Élève de Nicolaï Rimsky-Korsakov mais principalement autodidacte, Igor Stravinsky s’émancipe progressivement de la tradition russe au contact de la musique de Claude Debussy et de Maurice Ravel. Sa collaboration avec la troupe des Ballets russes de Serge Diaghilev transforme complètement son langage harmonique et l’impose comme créateur d’un nouvel univers sonore. Si L’Oiseau de Feu (1910) est encore emprunt d’un langage hérité du post-romantisme, Petrouchka (1911) et Le Sacre du printemps (1913) marquent une rupture par l’emploi de la polyrythmie, un usage abondant du chromatisme et l’utilisation d’agrégats sonores.
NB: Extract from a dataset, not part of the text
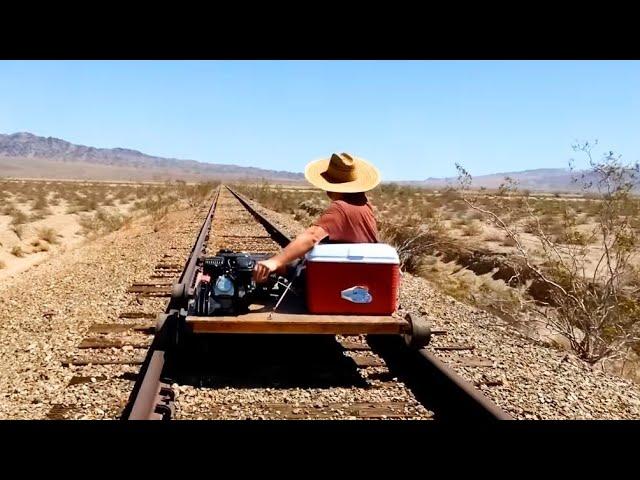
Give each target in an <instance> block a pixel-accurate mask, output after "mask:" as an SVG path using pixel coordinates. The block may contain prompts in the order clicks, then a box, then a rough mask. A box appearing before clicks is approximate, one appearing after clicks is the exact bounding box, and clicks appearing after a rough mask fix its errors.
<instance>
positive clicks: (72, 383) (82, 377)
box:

Pendant la Première Guerre mondiale, il aborde des formations plus restreintes, jusqu’à sa rupture définitive avec l’école orchestrale russe dans L’Histoire du soldat (1918). Pulcinella (1920), d’après Giovanni Battista Pergolesi, ouvre la période dite néoclassique du compositeur, qui s’étend jusqu’à l’opéra The Rake’s Progress (1951). Elle est caractérisée par des emprunts pleins d’humour et d’originalité à Guillaume de Machaut, Johann Sebastian Bach, Carl Maria von Weber ou Gioacchino Rossini. Vers 1950, alors que sa musique semble tourner le dos au « progrès » représenté par les trois Viennois Arnold Schoenberg, Alban Berg et Anton Webern, Igor Stravinsky fait volte-face en adoptant, à partir du ballet Agon (1957), un sérialisme dans la lignée d’Anton Webern, un style dépouillé et austère, où l’inspiration religieuse occupe une place importante.

Génie éclectique et cosmopolite, Igor Stravinsky a reflété dans son œuvre les principales recherches et les paradoxes des langages musicaux du XXème siècle, leur imposant chaque fois son sceau personnel.